Monday, July 22, 2013

toto, we're not in kansas anymore

during my usual sunday morning troll of the internet, i watched this wonderful TED talk by pico iyer on the subject of home:



as one who is by choice displaced, i often ponder what home means. quite often here on this very blog. i think that instead of getting easier to answer, the longer you are gone from home (your original home, the place of your birth), the more muddied the waters become. you begin to feel that place isn't home and this place, where you live and make your life and even find a lot of happiness, sometimes even on a daily basis, definitely isn't home either. and it leaves you all with what i like to call my mid-atlantic feeling (as in cast adrift in the middle of the atlantic, neither here nor there). and it is, as always, a lonely feeling, tho' it can also leave you feeling utterly unique and who doesn't, especially in their moments of private solipsism, want to feel unique, even if it unique in your own particular brand of lonely.

and so i struggle with notions of home. and making a home. and feeling at home. and maybe it's a normal state if 220 million of us are living outside the country of our birth, as iyer suggests. so maybe i should just lighten up and go with it. because this makes me sound like i'm unhappy and i'm far from that. i just don't really know if i know what home is in this age when so much is in flux. it's where you keep your important books, i thought at one time, but when our books now fit on an iPad, then home is wherever i find myself (provided i have my iPad with me) by that definition.

i suppose, as iyer says, i somehow do manage to stitch together a sense of home (and thus identity), from the various pieces i carry around inside me...where i was raised, where i live now, all of the places i have traveled, all of the experiences i've had, all of the memories i've created. i carry it all within me, no matter where i am. and my actual house is filled with things gathered on those travels...trinkets, statues, glassware, rugs, scarves, so it reflects that sense of home that i attempt to construct, almost unconsciously. and what is a home? a nest, a place to feel safe. a place to call your own. a place to house your important books. and i can't complain because i do have that, even if i couldn't have imagined how it would look and what it would be like, had you asked me to do that 20 years ago.

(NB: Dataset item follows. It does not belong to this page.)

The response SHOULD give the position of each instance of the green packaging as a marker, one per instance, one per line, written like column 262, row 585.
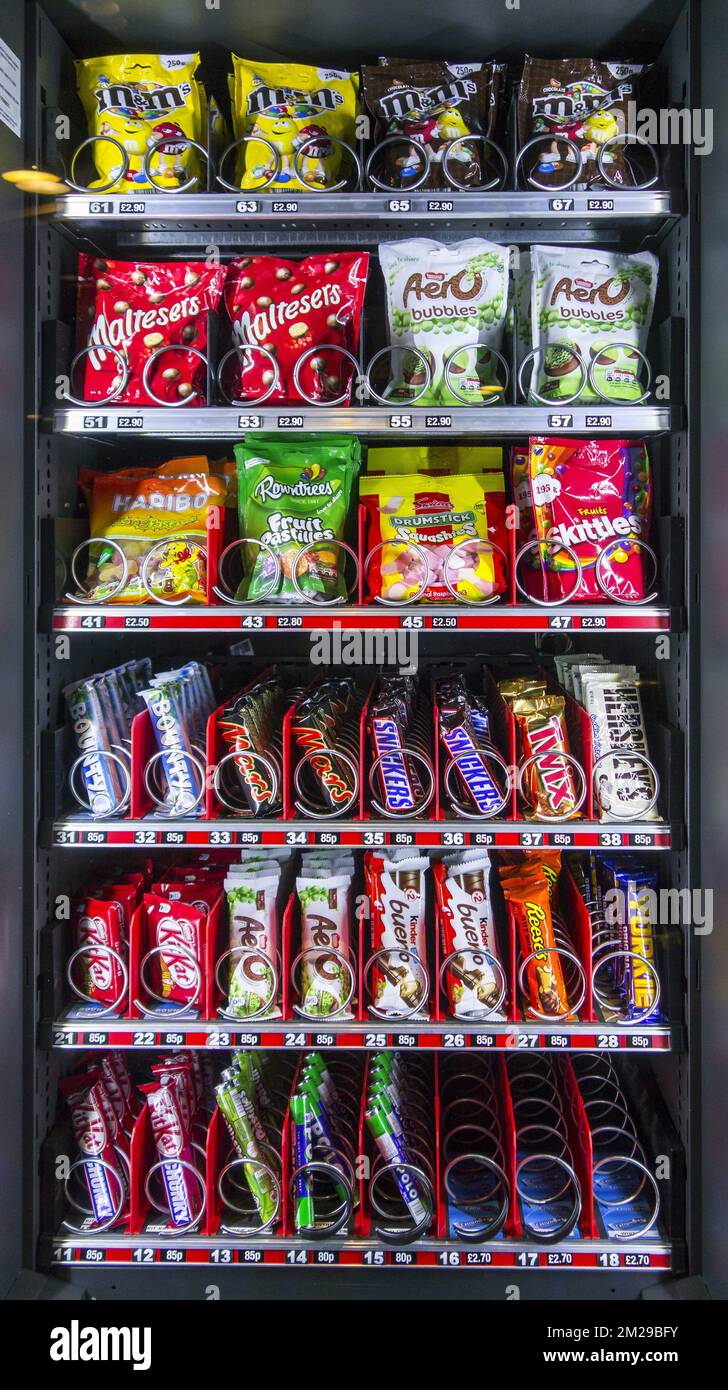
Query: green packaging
column 292, row 494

and so i muddle along, like so many others, constructing a life, a home, a family and filling it with deeds and memories.

2 comments:

Bill Stankus said...

You don’t have to be Mid-Atlantic to have those feelings. I spent my first 21 years in one place and one home. Since then I’ve lived in ten different cities and five different states. My original home/house was torn down and the area was developed into a subdivision. Even my high schools are gone. The town of my childhood is gone, replaced by development and an expanding population

The home of memory is elusive… in fact most memories are subjective. The way things were, that is, the actual objective reality of past places and events, especially when remembered through childhood eyes are typically distorted.

I miss my original home and the past no matter how subjective or romantic the memories are … but the “real” part of me knows those memories are not they way it actually was. No matter how many times I look at photos of that childhood home – it doesn’t exist and as with all memory-things, the past is unattainable.

Age does offer one significant value, that is, we gain perspective. I can now look back and see both the mistakes and successes subsequent to leaving home. What I cannot see is tomorrow and the effects of being either in this particular place or another. In that way, I’m the same as the kid who left home at age 21.

It’s difficult, but take pleasure, pride and solace in the now. It disappears much too quickly.

Veronica Roth said...

Nicely put Julie. I don't have a mid-Atlantic feeling, I have a feeling of multiple homes and no one is more important than another, like a true home base just doesn't exist for me. Maybe feeling "at home" almost anywhere, is a symptom of being forced out of my home country against my will; a displacement for something which can never be replaced/duplicated/given back.